Steve headed the boat out of town toward the LA-Buoy on the way to the Kaho’olawe Shoals. He was just inside the 100-fathom ledge when John saw a marlin bill-whack the long corner, Seth Kizel purple straight-runner lure. Steve turned around to see the explosion the marlin made behind the lure, but it never broke the rubber band.
John could only bring in the lure a couple of cranks before the tag line rubber band reached the rod tip. He then free-spooled the lure back to its original position and locked up the reel. As soon as he locked up the reel, the rubber band snapped as the marlin grabbed the lure. “Hook up!”
The marlin peeled out the 130-test line straight out, jumping away from the boat 400-500 yards in a hurry. John quickly got the long side cleared so Steve could reverse the boat past the short side of the pattern after the fish.
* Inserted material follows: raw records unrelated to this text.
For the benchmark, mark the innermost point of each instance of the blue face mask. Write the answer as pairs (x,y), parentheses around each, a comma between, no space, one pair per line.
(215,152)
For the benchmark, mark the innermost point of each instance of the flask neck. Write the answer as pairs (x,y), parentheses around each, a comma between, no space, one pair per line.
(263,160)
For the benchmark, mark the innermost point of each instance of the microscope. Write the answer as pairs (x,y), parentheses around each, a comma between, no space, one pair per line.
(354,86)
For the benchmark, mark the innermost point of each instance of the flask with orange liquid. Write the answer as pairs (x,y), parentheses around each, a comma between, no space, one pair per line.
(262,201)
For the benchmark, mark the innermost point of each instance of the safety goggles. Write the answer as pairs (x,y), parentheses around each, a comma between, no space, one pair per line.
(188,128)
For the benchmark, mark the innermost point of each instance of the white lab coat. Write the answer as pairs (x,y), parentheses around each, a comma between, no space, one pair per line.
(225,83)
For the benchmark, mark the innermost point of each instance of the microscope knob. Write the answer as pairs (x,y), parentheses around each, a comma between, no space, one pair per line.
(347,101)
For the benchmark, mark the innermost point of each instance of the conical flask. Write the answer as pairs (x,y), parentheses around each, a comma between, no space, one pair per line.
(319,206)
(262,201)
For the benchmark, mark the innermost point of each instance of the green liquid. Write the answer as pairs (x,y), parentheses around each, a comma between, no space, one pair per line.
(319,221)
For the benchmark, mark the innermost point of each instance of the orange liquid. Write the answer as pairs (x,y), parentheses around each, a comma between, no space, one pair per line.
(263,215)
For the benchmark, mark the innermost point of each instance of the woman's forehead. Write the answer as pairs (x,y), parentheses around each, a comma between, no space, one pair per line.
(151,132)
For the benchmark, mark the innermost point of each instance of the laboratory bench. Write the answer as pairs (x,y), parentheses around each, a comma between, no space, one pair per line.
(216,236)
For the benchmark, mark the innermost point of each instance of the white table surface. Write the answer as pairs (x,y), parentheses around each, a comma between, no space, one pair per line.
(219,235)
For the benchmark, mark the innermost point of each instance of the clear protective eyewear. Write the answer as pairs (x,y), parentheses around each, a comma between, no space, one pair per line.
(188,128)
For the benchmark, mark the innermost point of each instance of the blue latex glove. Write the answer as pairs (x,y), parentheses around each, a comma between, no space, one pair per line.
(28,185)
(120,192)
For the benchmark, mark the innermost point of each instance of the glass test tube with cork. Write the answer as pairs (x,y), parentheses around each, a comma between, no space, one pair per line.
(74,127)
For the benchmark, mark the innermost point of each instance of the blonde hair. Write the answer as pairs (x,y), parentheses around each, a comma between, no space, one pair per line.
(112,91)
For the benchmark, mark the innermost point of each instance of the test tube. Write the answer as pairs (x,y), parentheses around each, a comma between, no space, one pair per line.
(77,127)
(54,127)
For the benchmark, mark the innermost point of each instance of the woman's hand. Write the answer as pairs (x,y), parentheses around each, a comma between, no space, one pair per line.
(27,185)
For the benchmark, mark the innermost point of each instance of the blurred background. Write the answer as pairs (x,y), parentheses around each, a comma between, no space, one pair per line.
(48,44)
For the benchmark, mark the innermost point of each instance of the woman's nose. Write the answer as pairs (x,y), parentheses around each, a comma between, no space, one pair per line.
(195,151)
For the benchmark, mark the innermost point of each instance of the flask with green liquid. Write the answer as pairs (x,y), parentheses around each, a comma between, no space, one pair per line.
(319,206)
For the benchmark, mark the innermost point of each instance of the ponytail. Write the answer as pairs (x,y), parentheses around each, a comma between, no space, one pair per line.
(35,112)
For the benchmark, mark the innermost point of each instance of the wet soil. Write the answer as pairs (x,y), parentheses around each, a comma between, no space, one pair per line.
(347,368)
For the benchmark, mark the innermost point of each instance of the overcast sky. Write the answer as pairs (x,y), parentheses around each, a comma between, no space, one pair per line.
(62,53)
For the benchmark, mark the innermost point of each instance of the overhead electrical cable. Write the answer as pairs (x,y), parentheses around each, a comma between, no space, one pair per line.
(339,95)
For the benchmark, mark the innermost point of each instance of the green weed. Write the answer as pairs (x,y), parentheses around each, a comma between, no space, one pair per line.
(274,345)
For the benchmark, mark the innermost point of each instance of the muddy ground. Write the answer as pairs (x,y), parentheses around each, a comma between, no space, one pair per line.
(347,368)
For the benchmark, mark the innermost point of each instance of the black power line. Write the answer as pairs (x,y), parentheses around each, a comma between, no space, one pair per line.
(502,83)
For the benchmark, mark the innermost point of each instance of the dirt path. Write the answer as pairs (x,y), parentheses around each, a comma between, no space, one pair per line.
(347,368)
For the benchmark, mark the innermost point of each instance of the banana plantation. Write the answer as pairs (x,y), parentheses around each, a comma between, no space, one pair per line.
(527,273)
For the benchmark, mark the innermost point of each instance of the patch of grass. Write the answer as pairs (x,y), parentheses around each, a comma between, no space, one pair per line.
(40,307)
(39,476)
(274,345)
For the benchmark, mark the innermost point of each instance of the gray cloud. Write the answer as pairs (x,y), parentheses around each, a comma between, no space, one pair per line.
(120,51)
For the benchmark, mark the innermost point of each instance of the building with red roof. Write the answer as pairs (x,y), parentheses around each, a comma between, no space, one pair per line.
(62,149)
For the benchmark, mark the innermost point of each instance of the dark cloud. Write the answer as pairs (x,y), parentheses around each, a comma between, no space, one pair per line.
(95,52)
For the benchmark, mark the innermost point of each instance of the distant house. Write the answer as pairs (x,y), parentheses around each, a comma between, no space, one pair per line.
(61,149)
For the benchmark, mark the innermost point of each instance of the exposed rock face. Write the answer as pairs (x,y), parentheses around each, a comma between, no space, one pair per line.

The marlin jumped off to the starboard side, tail-walking back and forth and kicking up a lot of whitewater. It stayed on the surface for the first ten minutes, making several more series of jumps. Steve backed the boat aggressively after the fish, trying to retrieve some of the line when it was down. Once Tom had half the spool back, Steve slowed the chase.
With the marlin almost straight up and down off the stern, Steve worked the boat in and out of gear until Tom got tired, then idled forward to keep the line tight while Tom rested. They kept this up for about 15 minutes.
As Steve got the marlin to within 100 yards of the boat, he went to neutral. John switched the reel into low gear and got Tom in to a rhythm, letting him pump the rod, pull up, reel down, pull up, reel down.
In no time, they had the marlin to double line off the stern. With the fish near enough that John could grab the swivel, he held on with both hands so the line wouldn’t slip. The marlin couldn’t decide which direction it wanted to go, so John felt it out for a few seconds.
John couldn’t do anything without taking wraps on the leader. The marlin started to slowly drift to the port side. It never made a big move, so John took a couple of good wraps of line and pulled it around the side.
The marlin came up fairly easy and rolled on its side. Steve left the helm pretty quickly to secure the fish. John took a couple more wraps and pulled, with it right there for Steve. Tom did a great job in the chair, mentioned Steve. He got into a rhythm pumping the rod and keeping tension on the line, getting his fish to the boat in 45 minutes.
For catching a marlin over 500 pounds, Start Me Up Sportfishing gave Tom his trip for free. They also donated $300 to Habitat for Humanity as part of their continuing charity donation program for a marlin caught over 500 pounds on one of their boats.